Das Jahr 2007
Rückblickend
auf das Jahr 2007 war dieses doch aufregend mit vielen
Neuigkeiten. Yvonne und Celeste pubertieren prächtig mit den
damit verbundenen unkontrollierten emotionalen Ausbrüchen. Man
nimmt es relativ gelassen, bis die Schmerzgrenze erreicht ist.
Dann wird klärend eingegriffen, bis hierhin und nicht weiter.
Yvonne nimmt doch schon weitestgehend selbstständig ihre
Tabletten, es kommt nur noch selten vor, dass sie die Einnahme
vergessen hat. Celeste muss nach wie vor jeden Morgen an die
Tabletten erinnert werden. Zusammen mit ihrer Zickigkeit wurde
sie die letzten Monate morgens immer unausstehlicher, dass es
nicht mehr zum Aushalten war. Da die Wirkung des Medikaments
erst nach einer halben Stunde einsetzt, drängen wir sie zur
Zeit, morgens als allererstes die Tabletten zu nehmen. Dann
läuft der Morgen doch relativ harmonisch ab.
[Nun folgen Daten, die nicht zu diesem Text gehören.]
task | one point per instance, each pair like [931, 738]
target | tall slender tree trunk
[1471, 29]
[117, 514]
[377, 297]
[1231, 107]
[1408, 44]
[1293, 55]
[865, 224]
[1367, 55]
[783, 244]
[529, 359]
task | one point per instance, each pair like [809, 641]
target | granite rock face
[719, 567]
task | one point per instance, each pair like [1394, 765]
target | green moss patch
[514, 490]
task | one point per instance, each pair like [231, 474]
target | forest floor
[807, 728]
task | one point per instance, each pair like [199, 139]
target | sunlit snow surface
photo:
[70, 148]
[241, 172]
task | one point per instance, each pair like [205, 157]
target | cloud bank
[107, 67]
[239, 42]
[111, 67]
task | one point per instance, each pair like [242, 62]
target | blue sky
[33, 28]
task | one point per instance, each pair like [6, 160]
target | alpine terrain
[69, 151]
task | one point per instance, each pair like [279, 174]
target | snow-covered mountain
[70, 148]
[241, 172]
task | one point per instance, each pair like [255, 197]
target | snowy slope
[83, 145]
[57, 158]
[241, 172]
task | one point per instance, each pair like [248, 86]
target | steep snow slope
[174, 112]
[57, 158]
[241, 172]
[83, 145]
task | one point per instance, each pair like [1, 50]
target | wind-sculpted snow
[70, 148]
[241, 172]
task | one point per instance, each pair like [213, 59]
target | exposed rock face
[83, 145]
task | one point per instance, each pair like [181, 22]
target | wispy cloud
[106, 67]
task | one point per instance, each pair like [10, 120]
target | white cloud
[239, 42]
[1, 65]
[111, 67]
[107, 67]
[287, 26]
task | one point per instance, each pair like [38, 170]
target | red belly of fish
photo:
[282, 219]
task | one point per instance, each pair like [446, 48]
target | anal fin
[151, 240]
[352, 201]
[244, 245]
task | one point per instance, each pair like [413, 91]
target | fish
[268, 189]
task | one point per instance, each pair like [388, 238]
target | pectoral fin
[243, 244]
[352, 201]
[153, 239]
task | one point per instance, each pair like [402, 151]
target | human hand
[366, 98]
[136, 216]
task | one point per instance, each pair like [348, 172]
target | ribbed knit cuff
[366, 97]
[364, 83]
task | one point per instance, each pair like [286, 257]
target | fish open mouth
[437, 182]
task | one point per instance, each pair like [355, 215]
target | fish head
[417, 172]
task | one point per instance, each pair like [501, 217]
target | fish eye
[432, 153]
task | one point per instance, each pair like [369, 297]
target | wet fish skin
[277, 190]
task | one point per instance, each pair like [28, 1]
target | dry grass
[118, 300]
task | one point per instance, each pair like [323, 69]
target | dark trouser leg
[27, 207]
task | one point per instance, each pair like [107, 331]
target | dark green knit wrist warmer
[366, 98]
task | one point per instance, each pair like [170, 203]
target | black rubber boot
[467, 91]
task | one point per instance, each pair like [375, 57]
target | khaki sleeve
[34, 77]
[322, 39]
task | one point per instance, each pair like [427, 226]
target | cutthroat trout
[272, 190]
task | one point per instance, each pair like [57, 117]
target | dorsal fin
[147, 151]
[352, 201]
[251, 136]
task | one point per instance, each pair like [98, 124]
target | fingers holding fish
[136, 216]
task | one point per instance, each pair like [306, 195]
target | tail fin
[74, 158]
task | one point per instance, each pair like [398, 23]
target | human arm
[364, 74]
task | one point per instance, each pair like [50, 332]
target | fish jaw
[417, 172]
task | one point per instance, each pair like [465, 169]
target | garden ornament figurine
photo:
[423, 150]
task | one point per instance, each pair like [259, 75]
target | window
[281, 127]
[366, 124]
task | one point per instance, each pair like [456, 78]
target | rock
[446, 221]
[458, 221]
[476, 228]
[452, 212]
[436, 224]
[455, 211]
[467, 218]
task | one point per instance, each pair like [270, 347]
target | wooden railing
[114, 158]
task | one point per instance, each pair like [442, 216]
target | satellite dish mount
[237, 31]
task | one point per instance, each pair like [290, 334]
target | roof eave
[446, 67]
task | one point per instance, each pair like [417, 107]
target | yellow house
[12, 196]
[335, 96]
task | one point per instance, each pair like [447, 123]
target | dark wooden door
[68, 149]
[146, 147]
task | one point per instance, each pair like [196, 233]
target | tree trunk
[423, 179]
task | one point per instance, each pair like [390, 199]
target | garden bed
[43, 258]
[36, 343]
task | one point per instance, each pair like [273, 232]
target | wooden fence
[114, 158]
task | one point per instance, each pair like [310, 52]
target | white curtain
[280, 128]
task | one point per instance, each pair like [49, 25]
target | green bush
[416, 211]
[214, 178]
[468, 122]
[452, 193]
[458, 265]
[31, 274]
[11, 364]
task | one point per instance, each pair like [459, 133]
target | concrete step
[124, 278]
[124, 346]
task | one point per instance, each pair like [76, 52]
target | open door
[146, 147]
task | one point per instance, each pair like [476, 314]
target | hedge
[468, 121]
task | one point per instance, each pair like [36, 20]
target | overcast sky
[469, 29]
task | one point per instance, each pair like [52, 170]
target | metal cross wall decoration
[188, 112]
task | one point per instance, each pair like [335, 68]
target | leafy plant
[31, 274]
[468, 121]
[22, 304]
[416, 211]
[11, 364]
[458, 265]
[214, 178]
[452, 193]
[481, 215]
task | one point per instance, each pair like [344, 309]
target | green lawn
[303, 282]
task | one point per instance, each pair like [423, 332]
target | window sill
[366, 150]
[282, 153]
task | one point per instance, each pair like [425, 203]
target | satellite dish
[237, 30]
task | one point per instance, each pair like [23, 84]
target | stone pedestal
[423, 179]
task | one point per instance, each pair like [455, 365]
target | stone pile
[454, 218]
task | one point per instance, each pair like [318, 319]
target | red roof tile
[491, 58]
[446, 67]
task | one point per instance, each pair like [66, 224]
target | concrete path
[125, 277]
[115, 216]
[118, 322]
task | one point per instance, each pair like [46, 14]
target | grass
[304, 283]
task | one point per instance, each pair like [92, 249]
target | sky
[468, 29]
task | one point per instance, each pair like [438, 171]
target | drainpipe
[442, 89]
Pia reagiert seit einiger Zeit allergisch auf
Lebensmittelfarbstoffe, so dass sie kein buntes Eis und bunte
Süßigkeiten essen darf, nur Schokolade ist unproblematisch. Das
ist doch sehr schwer für sie. In den letzten Wochen reagiert sie
auch auf Äpfel mit Hautausschlag im Gesicht, am Hals und an den
Armen. So hat jeder sein Päckchen zu tragen.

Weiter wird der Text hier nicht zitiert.